We do need to think beyond the positive beneficial effects
that I think so many people are focused on,
in part because of the definition of probiotics.
So this graph is well-known, I think to almost everybody.
This came from Jeff Gordon's lab,
and basically the idea here was to look at family members
in three countries, and to study their microbiome.
And what this basically shows is,
earlier I said it was all over when we were age 49,
because the mucosal flu vaccine couldn't be used.
When you look at the stool, it's all over by age 3.
The variability goes down dramatically.
So it's in those first three years of life
that there is a lot of diversity.
There areāthe data came from people in the midwest in the
United States, people from rural Malawi,
and also a relatively and actually a completely isolated
group of Amerindians in Venezuela.
I think after age 3, you can also see that people have
different signatures in their gut microbiome.
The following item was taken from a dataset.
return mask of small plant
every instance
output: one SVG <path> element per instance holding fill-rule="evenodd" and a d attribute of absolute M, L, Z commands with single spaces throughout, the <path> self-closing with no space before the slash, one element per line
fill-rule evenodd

So in all the populations, though,
the microbiome is stable by about age 3.
There are significant differences between
the U.S. and non-U.S.,
raising all sorts of questions, not only relating to diet
and genetics of the host, et cetera.
But what does this mean for those novel therapies
of the future?
What it may mean is that if we manipulate and bring in
probiotics in the first three years of life,
the impact may be the greatest.
That may be the best opportunity.
But that needs to be studied, and we've also got to understand
that maybe long-term negative consequences of that.
I'm personally concerned it may be more difficult
to manipulate the microbiome in adulthood,
but I think that remains an open question.
And the role of diet really does need to be considered in
probiotic studies, and I think in many circumstances,
just has not.
This slide, which is also probably well known to you,
really looks at the variability and why there might be so much
variation in those first three years of life.
Here's the problem.
There are so many things that affect what colonizes the GI
tract to the baby relating to the mother,
the birth process, and the early feeding,
and also probably the excessive use of antibiotics in children.
And what we have also learned over time,
that as probably a result of the fact that there are
so many variables, it doesn't seem too surprising to me
that each individual is more like themselves
than like anybody else.
So what are the implications of this relating to probiotics?
It may mean that probiotics are not going to do the same thing
in everybody.
Certainly in terms of altering organisms that are present in
the GI tract, and potentially elsewhere as well.
But what they may do is have similar effects based on
function, and I think the early data from Dr. Fraser's lab does
raise some interesting questions in this area.
These data, I'm sure you've seen before as well.
This also addresses that around the body,
there are different organisms.
I don't think this is a huge surprise,
an infectious disease doc would have said this as well,
but I think the variability that we understand of the
micro-organisms that are in each of the locations are important,
and we do need to consider the effects on the various site and
potential for immune modulation in one site versus another.
So I think that's another issue we need to consider.